I've managed to parse the 'WorldNews' subreddit json, identify the individual children (24 of them as I write) and grab the titles of each news item. I'm now trying to create an array from these news titles. The code below does print the fifth title ([4]) to command line every 2-3 attempts (otherwise provides the error below). It will also not print more than one title at a time (for example if I try[2,3,4] I will continuously get the same error).
The error I get when doesn't compile:
in <module> Children = theJSON["data"]["children"] KeyError: 'data'
My script:
import requests
import json
r = requests.get('https://www.reddit.com/r/worldnews/.json')
theJSON = json.loads(r.text)
Children = theJSON["data"]["children"]
News_list = []
for post in Children:
News_list.append (post["data"]["title"])
print News_list [4]
I've managed to find a solution with the help of Eric. The issue here was in fact not related to the key, parsing or presentation of the dict or array. When requesting a Url from reddit and attempting to print the json string output we encounter an HTTP Error 429. Fixing this is simple. The answer was found on this redditdev thread.
Solution: by adding an identifier for the device requesting the Url ('User-agent' in header) it runs smoothly and works every time.
import requests
import json
r = requests.get('https://www.reddit.com/r/worldnews.json', headers = {'User-agent': 'Chrome'})
theJSON = json.loads(r.text)
print theJSON
This means that the payload you got didn't have a data key in it, for whatever reason.

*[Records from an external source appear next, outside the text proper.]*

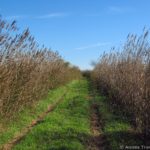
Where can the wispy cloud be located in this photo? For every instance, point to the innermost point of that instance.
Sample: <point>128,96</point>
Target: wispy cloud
<point>52,15</point>
<point>45,16</point>
<point>16,17</point>
<point>119,9</point>
<point>93,45</point>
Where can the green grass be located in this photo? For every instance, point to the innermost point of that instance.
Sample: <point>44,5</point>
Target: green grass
<point>67,127</point>
<point>24,118</point>
<point>116,127</point>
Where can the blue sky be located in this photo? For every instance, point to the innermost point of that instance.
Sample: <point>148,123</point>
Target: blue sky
<point>80,30</point>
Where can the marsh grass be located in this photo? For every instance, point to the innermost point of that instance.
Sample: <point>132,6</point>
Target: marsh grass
<point>124,76</point>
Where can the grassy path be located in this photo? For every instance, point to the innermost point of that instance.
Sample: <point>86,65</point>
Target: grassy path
<point>67,127</point>
<point>83,120</point>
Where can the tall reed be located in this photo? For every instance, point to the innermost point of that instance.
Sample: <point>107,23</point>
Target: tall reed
<point>124,76</point>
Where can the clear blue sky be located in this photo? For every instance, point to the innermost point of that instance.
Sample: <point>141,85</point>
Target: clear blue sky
<point>80,30</point>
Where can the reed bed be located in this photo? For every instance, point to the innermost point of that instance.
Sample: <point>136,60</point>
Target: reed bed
<point>27,71</point>
<point>124,76</point>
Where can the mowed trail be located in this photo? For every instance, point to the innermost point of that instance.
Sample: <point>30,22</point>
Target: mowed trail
<point>73,123</point>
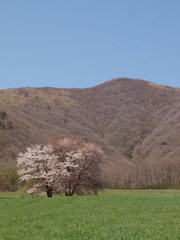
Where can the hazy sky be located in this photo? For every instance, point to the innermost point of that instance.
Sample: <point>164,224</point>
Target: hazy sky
<point>82,43</point>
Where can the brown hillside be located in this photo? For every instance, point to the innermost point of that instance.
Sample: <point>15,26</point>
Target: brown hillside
<point>130,119</point>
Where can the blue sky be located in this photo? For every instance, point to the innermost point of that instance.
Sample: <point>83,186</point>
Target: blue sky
<point>82,43</point>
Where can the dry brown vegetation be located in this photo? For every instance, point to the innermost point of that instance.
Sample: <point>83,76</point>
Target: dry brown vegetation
<point>131,120</point>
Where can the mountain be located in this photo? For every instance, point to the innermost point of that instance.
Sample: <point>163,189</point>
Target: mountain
<point>130,119</point>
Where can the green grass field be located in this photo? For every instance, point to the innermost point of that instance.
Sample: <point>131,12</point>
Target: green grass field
<point>113,215</point>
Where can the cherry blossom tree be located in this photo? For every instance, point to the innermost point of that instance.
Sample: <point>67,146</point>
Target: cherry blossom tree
<point>82,165</point>
<point>40,166</point>
<point>66,165</point>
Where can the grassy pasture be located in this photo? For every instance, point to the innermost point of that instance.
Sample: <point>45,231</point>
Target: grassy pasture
<point>113,215</point>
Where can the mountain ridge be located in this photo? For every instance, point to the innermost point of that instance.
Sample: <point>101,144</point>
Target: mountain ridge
<point>128,118</point>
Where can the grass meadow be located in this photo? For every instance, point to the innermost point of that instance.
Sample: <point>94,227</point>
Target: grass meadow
<point>113,215</point>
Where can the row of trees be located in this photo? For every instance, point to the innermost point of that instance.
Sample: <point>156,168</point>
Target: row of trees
<point>63,165</point>
<point>161,174</point>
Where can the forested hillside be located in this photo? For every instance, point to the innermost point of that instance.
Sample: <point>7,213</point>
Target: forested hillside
<point>131,120</point>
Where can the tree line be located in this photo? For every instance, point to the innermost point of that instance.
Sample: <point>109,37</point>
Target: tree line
<point>163,174</point>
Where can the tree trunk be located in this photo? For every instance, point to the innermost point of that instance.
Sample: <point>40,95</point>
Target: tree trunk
<point>49,191</point>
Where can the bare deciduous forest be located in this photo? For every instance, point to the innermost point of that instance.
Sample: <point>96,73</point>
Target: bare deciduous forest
<point>136,124</point>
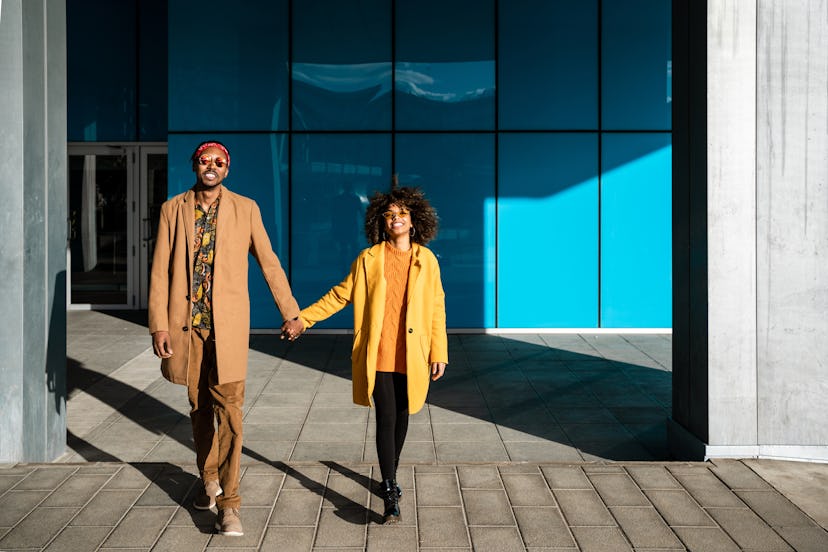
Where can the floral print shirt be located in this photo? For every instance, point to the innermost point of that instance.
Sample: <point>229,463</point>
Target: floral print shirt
<point>204,246</point>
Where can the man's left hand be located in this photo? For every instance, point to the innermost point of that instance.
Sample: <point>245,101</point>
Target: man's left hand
<point>292,329</point>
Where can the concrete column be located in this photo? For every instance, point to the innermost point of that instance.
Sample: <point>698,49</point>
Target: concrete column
<point>792,228</point>
<point>33,226</point>
<point>760,347</point>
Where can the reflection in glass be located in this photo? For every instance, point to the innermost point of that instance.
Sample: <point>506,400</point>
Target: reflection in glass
<point>341,66</point>
<point>98,228</point>
<point>456,171</point>
<point>449,95</point>
<point>342,97</point>
<point>445,70</point>
<point>547,65</point>
<point>156,195</point>
<point>333,177</point>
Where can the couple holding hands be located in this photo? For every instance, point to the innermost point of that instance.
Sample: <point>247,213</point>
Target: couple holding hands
<point>199,318</point>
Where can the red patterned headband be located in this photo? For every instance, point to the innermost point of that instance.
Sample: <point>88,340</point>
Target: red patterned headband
<point>206,145</point>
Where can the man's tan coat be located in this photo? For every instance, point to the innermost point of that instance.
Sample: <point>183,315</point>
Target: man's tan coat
<point>239,230</point>
<point>425,320</point>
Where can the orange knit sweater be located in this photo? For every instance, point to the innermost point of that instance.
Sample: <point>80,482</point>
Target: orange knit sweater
<point>391,354</point>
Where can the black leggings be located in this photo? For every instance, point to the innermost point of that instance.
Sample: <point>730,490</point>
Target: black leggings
<point>391,402</point>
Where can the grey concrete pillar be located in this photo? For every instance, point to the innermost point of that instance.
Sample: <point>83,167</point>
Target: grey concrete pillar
<point>750,375</point>
<point>33,227</point>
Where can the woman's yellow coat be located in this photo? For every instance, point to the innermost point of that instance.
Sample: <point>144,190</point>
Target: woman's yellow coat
<point>425,319</point>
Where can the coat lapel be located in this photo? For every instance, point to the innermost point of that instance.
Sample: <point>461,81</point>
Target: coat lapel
<point>413,271</point>
<point>188,216</point>
<point>223,222</point>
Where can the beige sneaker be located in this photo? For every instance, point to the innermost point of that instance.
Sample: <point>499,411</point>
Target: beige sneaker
<point>207,499</point>
<point>229,522</point>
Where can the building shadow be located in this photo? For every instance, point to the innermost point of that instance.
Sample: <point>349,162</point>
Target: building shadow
<point>182,487</point>
<point>535,391</point>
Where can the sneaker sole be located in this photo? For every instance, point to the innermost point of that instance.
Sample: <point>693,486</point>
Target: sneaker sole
<point>210,507</point>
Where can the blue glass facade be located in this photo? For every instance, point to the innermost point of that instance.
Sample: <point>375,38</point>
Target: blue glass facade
<point>541,131</point>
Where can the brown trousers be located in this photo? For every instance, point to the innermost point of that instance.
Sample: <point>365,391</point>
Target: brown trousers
<point>216,416</point>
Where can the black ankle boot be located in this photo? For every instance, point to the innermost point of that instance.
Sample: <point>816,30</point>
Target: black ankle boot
<point>391,500</point>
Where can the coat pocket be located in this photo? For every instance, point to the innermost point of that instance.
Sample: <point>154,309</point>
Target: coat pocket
<point>425,348</point>
<point>358,347</point>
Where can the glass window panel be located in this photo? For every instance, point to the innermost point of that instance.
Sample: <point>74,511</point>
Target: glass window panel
<point>332,178</point>
<point>456,171</point>
<point>236,80</point>
<point>258,170</point>
<point>152,68</point>
<point>444,75</point>
<point>636,65</point>
<point>636,231</point>
<point>548,194</point>
<point>98,233</point>
<point>341,65</point>
<point>548,65</point>
<point>101,72</point>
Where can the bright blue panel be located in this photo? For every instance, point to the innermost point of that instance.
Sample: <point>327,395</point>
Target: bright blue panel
<point>548,65</point>
<point>258,170</point>
<point>228,67</point>
<point>444,77</point>
<point>636,231</point>
<point>456,171</point>
<point>341,65</point>
<point>333,175</point>
<point>636,66</point>
<point>101,70</point>
<point>548,231</point>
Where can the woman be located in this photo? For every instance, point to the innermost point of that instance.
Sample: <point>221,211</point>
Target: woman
<point>399,322</point>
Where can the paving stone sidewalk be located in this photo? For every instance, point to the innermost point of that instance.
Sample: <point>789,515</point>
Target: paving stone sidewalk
<point>317,506</point>
<point>530,442</point>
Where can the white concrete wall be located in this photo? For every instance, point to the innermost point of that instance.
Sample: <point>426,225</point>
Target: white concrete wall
<point>767,228</point>
<point>792,226</point>
<point>11,222</point>
<point>731,221</point>
<point>33,227</point>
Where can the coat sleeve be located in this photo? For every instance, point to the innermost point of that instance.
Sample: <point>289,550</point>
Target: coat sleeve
<point>159,292</point>
<point>336,299</point>
<point>272,269</point>
<point>439,337</point>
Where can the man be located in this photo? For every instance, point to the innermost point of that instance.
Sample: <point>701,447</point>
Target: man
<point>199,317</point>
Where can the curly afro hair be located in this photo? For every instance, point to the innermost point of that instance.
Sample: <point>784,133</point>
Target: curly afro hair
<point>424,218</point>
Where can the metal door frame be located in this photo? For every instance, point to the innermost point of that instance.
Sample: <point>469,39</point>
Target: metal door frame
<point>137,256</point>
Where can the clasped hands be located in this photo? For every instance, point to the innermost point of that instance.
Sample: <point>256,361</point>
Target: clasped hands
<point>292,329</point>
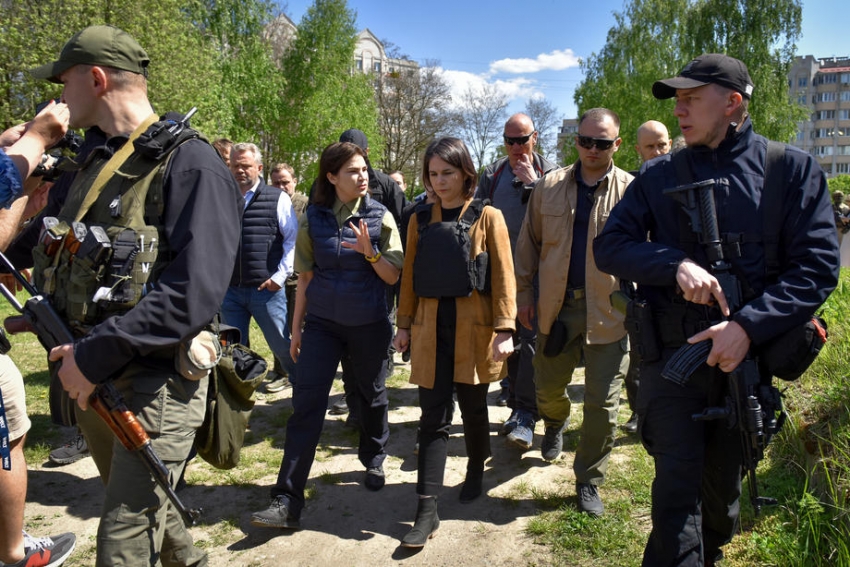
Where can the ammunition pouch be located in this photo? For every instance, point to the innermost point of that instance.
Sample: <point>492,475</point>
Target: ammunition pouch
<point>642,331</point>
<point>443,267</point>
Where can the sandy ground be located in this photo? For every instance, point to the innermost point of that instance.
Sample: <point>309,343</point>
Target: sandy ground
<point>343,523</point>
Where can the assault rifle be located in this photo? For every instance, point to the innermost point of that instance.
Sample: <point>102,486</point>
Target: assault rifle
<point>106,400</point>
<point>753,407</point>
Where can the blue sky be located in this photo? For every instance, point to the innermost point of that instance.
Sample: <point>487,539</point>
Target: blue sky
<point>531,49</point>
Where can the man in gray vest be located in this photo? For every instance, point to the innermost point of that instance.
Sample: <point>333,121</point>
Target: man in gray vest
<point>264,260</point>
<point>143,320</point>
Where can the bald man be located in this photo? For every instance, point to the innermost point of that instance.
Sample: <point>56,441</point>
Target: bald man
<point>653,140</point>
<point>508,184</point>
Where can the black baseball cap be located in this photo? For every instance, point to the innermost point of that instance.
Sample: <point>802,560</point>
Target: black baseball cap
<point>97,45</point>
<point>709,68</point>
<point>356,137</point>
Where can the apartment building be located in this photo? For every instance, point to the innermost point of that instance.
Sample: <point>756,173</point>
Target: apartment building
<point>823,86</point>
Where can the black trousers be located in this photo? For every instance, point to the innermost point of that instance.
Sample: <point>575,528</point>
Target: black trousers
<point>437,407</point>
<point>323,345</point>
<point>697,486</point>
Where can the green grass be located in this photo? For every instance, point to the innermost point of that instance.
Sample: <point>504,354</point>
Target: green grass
<point>807,469</point>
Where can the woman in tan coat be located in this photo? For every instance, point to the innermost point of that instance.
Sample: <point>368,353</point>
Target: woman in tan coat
<point>458,324</point>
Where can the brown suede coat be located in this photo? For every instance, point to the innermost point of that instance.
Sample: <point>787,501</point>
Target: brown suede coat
<point>477,315</point>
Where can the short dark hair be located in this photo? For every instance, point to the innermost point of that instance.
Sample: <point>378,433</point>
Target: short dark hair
<point>599,114</point>
<point>334,157</point>
<point>454,152</point>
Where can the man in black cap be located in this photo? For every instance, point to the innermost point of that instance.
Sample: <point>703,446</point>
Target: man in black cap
<point>698,463</point>
<point>171,210</point>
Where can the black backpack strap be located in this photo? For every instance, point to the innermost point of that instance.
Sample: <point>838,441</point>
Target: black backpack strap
<point>684,176</point>
<point>773,195</point>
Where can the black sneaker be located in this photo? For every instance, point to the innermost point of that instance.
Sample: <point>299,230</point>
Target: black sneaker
<point>631,425</point>
<point>45,551</point>
<point>277,515</point>
<point>553,442</point>
<point>588,499</point>
<point>375,478</point>
<point>510,423</point>
<point>523,433</point>
<point>340,407</point>
<point>502,400</point>
<point>70,452</point>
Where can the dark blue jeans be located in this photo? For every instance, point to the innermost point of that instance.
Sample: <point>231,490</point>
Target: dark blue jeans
<point>323,344</point>
<point>268,308</point>
<point>697,486</point>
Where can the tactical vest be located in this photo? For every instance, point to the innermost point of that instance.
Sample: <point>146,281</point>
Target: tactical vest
<point>345,288</point>
<point>442,266</point>
<point>261,248</point>
<point>104,262</point>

I don't know about Reddit's JSON API; I tested the request and saw that you were using the correct keys. The fact that you say your code works every few times tells me that you're getting a different response between requests. I can't reproduce it, I tried making the request over and over and checking for the correct response. If I had to guess why you'd get something different I'd say it'd have to be either rate limiting or a temporary 503 (Reddit having issues.)
You can guard against this by either catching the KeyError or using the .get method of dictionaries.
Catching KeyError:
try:
Children = theJSON["data"]["children"]
except KeyError:
print 'bad payload'
return
Using .get:
Children = theJSON.get("data", {}).get("children")
if not Children:
print 'bad payload'
return